After School Matters provided tablets for students who needed them and, when appropriate, Rodgers and Patterson worked with students to shoot and edit their videos on Free Spirit Media equipment. 

“Our program is mainly hands on, [so] the participants were expecting that,” said Rodgers. “Most of our teens were looking forward to actually getting their hands on the equipment and tools we offer. I had to think of a lot of activities that utilize their phones and editing apps that they use on a daily basis for them to get the outcome they were expecting.” 

“A lot of our teens found a love in editing videos together,” she said. “They were stoked to see the things they can create.” 

The students recorded interviews with video conferencing software, shot b-roll on smartphones, and even turned the camera on themselves. Each documentary captures elements of life in a pandemic through the eyes of youth, and the filmmakers didn’t shy away from hard topics. 

One student group produced a film on the impact of sexual assault, weaving together narratives from a survivor, an advocate, and one of the student producers. Mam, who led the youth in a workshop on finding your voice as a filmmaker, guided the group to explore less traditional ways of producing a documentary, starting from the students’ passions and experience. 

“We come in with this idea of what we want a documentary to be, but the process of documentary filmmaking is so unpredictable. That’s the art of it: being able to adapt to changes, to those twists and turns, creating something that’s organic and that comes from that kind of process,” said Nabong, who worked with a group to explore child abuse’s short- and long-term effects.

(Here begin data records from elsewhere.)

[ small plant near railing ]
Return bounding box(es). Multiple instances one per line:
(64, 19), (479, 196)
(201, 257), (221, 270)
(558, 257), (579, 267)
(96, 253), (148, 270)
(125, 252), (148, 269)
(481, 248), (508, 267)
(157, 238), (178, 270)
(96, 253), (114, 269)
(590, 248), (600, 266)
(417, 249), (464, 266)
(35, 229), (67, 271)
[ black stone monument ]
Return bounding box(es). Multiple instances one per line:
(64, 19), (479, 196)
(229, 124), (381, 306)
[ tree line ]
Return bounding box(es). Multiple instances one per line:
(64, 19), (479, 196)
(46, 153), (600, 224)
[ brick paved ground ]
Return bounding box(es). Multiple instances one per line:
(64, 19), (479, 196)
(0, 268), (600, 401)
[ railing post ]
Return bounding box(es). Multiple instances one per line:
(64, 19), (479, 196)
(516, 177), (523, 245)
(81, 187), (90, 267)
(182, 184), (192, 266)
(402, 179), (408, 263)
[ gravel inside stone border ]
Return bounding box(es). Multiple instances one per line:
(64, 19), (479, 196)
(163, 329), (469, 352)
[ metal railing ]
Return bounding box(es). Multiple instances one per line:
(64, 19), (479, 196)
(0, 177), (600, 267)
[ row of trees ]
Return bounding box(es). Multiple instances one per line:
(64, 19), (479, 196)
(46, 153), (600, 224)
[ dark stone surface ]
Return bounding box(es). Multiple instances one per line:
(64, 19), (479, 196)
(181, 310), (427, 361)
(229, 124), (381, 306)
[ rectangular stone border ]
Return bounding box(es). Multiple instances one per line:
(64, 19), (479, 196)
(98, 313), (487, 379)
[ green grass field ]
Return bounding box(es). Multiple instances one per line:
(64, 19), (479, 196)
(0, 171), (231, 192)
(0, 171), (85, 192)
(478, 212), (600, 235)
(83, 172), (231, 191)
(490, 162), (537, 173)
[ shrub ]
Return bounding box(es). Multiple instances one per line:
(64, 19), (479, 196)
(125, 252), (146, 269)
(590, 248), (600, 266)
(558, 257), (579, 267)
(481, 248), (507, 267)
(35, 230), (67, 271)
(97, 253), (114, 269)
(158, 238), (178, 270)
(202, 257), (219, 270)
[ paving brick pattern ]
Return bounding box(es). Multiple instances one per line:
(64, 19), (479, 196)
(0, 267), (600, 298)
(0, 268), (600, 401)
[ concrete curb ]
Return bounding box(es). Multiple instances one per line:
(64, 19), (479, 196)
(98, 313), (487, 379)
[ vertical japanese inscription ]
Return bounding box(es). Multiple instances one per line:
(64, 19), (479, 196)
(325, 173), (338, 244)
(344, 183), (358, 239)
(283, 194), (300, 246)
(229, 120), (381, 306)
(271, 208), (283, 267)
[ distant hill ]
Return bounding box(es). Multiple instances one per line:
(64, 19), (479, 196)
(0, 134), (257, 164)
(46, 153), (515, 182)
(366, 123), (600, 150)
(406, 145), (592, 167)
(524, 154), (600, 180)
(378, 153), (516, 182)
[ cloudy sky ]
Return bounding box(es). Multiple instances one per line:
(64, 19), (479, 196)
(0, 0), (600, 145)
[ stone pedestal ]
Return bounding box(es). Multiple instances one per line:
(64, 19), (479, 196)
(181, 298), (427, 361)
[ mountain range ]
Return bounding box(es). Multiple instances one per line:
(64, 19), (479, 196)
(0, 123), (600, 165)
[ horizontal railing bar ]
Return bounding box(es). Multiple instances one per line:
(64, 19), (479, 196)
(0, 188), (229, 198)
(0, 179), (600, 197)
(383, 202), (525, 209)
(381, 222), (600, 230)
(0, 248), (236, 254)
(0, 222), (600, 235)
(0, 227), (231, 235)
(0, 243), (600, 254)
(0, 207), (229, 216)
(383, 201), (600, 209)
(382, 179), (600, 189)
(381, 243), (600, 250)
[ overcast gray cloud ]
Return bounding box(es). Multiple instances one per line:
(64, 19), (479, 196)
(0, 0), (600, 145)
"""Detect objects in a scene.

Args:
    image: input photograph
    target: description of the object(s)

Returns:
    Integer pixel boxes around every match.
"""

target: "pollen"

Noel mentored students documenting the impact of the coronavirus crisis on residents  in Chicago, especially Black communities. “I got to talk to them about interviewing, about shooting, about making sure they’re thinking about … great stories right in their own backyard,” said Noel. 

Albarenga’s group examined the ways racism can impact the businesses owned by people of color in Chicago. “To me, the best thing to come from this experience was about teamwork: about not feeling that you are alone, that you have the support of other people to accomplish your aims,” said Albarenga. While the students working on this documentary were ultimately not able to publish it to technical constraints, they did invaluable research on how economic racism affects the Black community, and learned how to support local Black businesses.

“I know the students are going to take away media literacy skills that will help them in the future, basic skills such as how to operate a cell phone camera ... how to write a narrative, how to create a PSA,” said Patterson. “They used teamwork, and they worked collaboratively, and made something out of nothing.”

“I know how difficult it is to learn how to edit a video, but they did it all virtually. I was very inspired by how quickly and effectively they adapted to the technology of remote learning,” said Nabong. “I think it really shows how flexible we are as humans, how adaptive we are as people and as storytellers.”